# 1. Approximation Methods
We are now going to look at approximation methods. Recall that in the last section, we discussed a major disadvantage to all of the methods we have studied so far. That is, they all require us to estimate the value function for each state, and in the case of the action-value function, we have to estimate it for each state and action pair. We learned early on that the state space can grow very large, very quickly. This makes _all_ of the methods we have studied impractical. 

> * $V$ - Need to estimate |S| values
* $Q$ - Need to estimate |S|x|A| values
* |S| and |A| can be very large

The solution to this is _**approximation**_. 

## 1.1 Approximation Theory
Recall from our earlier work concerning deep learning, that neural networks are universal function approximators.
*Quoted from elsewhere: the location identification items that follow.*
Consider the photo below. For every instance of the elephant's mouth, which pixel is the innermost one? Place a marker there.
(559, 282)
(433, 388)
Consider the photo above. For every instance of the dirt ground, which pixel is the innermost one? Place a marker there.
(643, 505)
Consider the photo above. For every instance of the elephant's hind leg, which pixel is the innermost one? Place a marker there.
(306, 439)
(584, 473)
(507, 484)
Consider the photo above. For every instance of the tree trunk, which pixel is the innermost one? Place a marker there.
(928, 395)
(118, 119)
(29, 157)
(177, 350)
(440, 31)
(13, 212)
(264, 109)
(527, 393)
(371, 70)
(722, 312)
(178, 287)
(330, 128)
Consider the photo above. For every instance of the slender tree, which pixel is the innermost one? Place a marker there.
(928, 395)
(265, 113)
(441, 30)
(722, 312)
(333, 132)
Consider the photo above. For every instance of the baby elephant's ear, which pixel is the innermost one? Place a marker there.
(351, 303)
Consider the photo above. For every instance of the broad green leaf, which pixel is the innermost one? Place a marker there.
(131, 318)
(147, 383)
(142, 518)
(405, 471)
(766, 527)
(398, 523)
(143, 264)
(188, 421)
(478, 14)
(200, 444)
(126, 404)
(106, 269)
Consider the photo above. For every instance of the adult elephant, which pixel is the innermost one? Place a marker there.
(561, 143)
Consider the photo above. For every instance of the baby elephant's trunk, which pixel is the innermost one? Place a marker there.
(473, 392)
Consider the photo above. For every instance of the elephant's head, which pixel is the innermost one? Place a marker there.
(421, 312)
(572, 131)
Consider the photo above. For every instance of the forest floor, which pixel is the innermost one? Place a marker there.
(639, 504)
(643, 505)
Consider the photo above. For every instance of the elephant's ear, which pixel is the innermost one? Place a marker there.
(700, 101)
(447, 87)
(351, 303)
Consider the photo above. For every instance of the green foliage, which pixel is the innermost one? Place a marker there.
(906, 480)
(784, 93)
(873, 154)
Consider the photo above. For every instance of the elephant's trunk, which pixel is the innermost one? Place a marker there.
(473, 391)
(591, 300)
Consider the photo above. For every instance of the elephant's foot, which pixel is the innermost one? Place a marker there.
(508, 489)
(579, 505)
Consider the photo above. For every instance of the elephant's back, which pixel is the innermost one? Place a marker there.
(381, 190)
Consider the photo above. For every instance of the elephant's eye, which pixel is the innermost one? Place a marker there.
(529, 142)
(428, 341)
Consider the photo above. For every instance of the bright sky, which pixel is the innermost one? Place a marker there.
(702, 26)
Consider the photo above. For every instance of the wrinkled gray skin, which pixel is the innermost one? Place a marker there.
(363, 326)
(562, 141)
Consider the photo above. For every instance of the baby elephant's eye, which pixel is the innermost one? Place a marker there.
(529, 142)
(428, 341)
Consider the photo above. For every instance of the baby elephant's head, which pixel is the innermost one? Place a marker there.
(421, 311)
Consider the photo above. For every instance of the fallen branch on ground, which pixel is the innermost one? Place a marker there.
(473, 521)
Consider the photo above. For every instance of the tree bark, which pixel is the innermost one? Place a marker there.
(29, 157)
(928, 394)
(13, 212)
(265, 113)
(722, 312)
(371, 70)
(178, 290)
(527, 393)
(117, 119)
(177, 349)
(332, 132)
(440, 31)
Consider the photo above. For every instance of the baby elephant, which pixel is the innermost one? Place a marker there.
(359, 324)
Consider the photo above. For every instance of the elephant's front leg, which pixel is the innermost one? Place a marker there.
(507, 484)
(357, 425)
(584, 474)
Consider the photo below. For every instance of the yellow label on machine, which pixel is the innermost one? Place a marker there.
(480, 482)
That means that given the right architecture, a neural network can approximate any function to an arbitrary degree of accuracy. In practice, they do not perform perfectly, but they do perform very well.

Mathematically, what we are trying to do is first do a feature extraction: so from the state $s$ we can extract a feature vector $x$:

$$x = \varphi (s)$$

Our goal is to then find a _function_ that takes in a feature vector $x$, and a set of parameters $\theta$, that faithfully approximates the value function $V(s)$:

$$\hat{f}(x, \theta) \approx V(s)$$

## 1.2 Linear Approximation
In this section, we are going to focus specifically on linear methods. We will see that function approximation methods require us to use models that are _differentiable_, hence we wouldn't be able to use something like a decision-tree or k-nearest neighbor. In the next set of notebooks (RL with deep learning) we will look at using deep learning methods, which are also differentiable. Unlike linear models, we won't need to do feature engineering before hand, although we could. Models like convolutional neural networks will allow us to use raw pixel data as the state, and the neural network will do its own automatic feature extraction and selection. However, those are harder to implement and take away from the fundamentals of RL, so we will hold off on them for now. For now, all we will need to know are linear regression and gradient descent. 

## 1.3 Section 8 Outline
We are going to proceed with the following outline for this section:

> * We are first going to apply approximation methods to Monte Carlo Prediction. That means we will be estimating the value function given a fixed policy. But instead of representing the value function as a dictionary indexed by state, we will use a linear function approximator. Recall that MC methods require us to play the entire episodes and calculate the returns before doing any updates. So next we will...
* Apply approximation methods to `TD(0)` prediction. Remember, `TD(0)` takes aspects of both MC sampling and the bootstrap method of DP. 
* After working on the prediction problem, we will move to the control problem, and we will use SARSA for this. But we will of course be replacing $Q$ with a linear function approximator. 

## 1.4 Sanity Checking
One thing to keep in mind in this section, is that we can always sanity check our results by comparing to the non-approximated version. We expect our approximation to be close, but not perfect. One obstacle that we may encounter is that our algorithm may be implemented perfectly, but your model is bad. Remember, linear models are _not_ very expressive. So, if we extract a poor set of features, the model won't be able to learn the value function well. In other words, the model will have a large error. To avoid this, we need to proactively think about what features are good for mapping states to values. We will need to put in manual work for feature engineering in order to improve our results.